I can still remember a day in early March when it was a little warmer than normal. My dad and I were listening to the Sox spring training game while washing the car. I remember the fresh smell of the melting snow and Ken Coleman talking about this Panamanian kid on the Twins who might have the bat to jump from A ball to the majors.

For those who live in year round temperate climates, spring is when it's warm enough to go out and throw. It's the sign it's spring and baseball is back. It's a special time.
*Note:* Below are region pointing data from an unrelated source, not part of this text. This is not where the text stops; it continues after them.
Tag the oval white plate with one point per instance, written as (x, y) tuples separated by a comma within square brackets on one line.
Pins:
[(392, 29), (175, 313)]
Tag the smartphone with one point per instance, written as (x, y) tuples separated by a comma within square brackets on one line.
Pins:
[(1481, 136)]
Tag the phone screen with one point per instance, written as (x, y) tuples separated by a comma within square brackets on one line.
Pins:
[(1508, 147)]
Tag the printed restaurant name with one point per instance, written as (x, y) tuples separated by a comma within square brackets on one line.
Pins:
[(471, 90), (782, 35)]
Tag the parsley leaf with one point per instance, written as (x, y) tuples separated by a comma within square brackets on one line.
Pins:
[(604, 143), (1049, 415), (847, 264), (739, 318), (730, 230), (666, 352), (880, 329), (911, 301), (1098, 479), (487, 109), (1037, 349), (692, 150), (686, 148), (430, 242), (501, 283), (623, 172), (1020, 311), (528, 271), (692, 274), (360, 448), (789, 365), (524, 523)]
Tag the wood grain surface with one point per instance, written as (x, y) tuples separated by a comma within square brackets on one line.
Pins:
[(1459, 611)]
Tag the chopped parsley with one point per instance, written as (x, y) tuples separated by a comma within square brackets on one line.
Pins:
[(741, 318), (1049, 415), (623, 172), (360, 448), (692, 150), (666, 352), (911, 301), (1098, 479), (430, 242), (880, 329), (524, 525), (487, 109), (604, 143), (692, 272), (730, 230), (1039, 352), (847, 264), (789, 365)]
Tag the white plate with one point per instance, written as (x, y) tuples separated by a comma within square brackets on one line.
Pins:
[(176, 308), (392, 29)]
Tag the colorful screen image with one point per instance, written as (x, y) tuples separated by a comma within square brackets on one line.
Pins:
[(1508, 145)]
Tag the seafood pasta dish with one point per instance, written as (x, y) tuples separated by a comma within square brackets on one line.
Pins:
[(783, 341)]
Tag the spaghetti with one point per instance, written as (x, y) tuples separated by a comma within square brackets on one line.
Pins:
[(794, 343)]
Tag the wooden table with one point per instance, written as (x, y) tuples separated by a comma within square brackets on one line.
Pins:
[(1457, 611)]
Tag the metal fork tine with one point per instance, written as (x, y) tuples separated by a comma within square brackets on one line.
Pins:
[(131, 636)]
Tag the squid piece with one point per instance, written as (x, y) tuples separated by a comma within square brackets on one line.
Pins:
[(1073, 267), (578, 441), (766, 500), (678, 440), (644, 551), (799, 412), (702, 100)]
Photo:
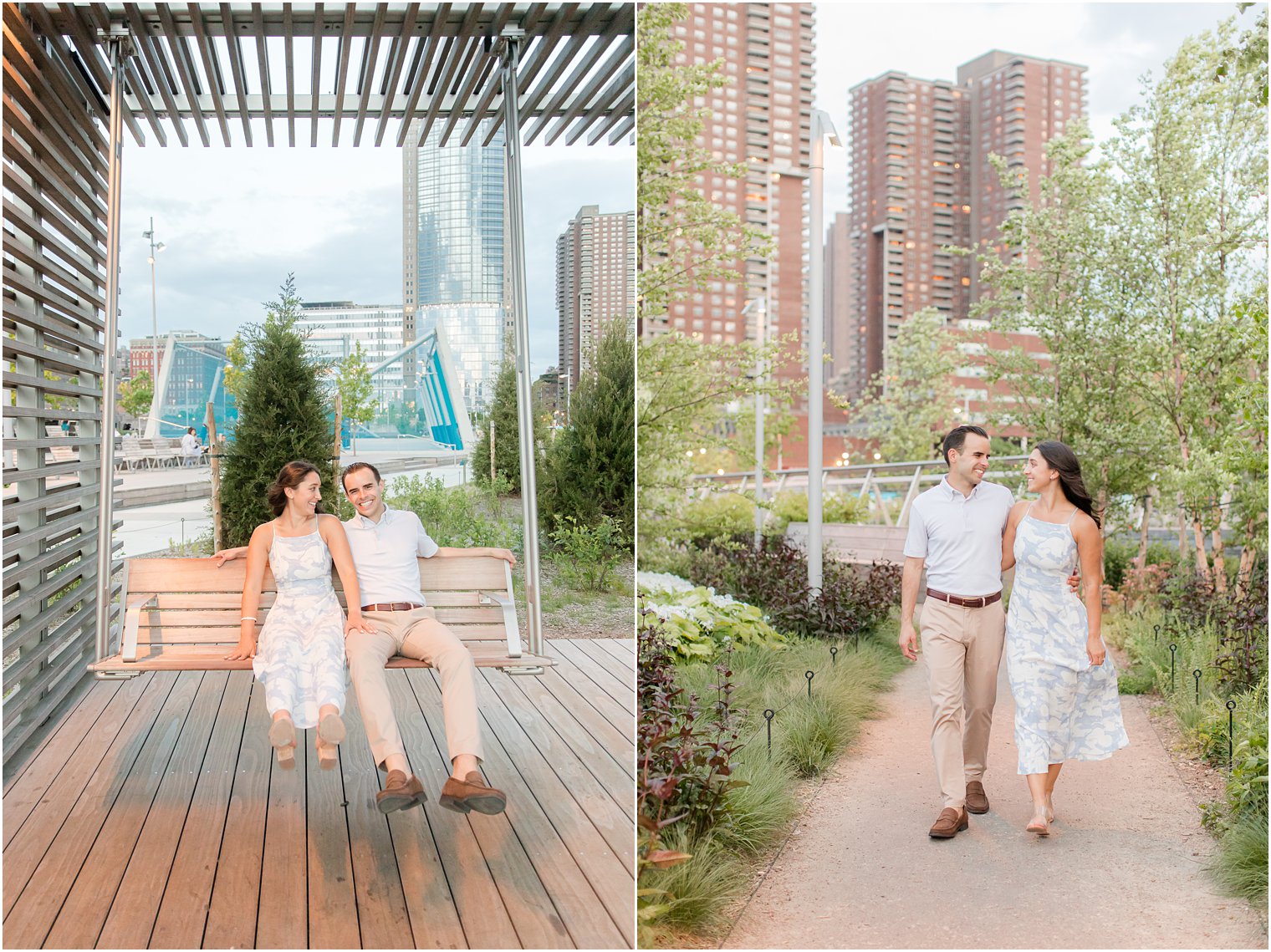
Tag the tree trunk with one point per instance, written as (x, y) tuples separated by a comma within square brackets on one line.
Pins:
[(1141, 558), (1219, 563)]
My son caught the fever hanging out at his sister's (almost five years older) softball practices. He was two at the time. He wanted to play. He embraced the game when he started playing at seven. From the time he was two every day I came home from work the Little Tikes batting tee and a Little Tikes shopping cart full of whiffle and tennis balls would be out in the yard.
Last edited by RJM
Carew. He made it. Smile

I found breaking into daylight on the football field a bigger than any thrill on a baseball field. Basketball was much more exciting to play than baseball. Even though I have a passion for teaching baseball, I'd rather coach a basketball game than a baseball game. It's a high speed chess match. But deep down baseball brings out memories and emotions the other sports can't generate inside.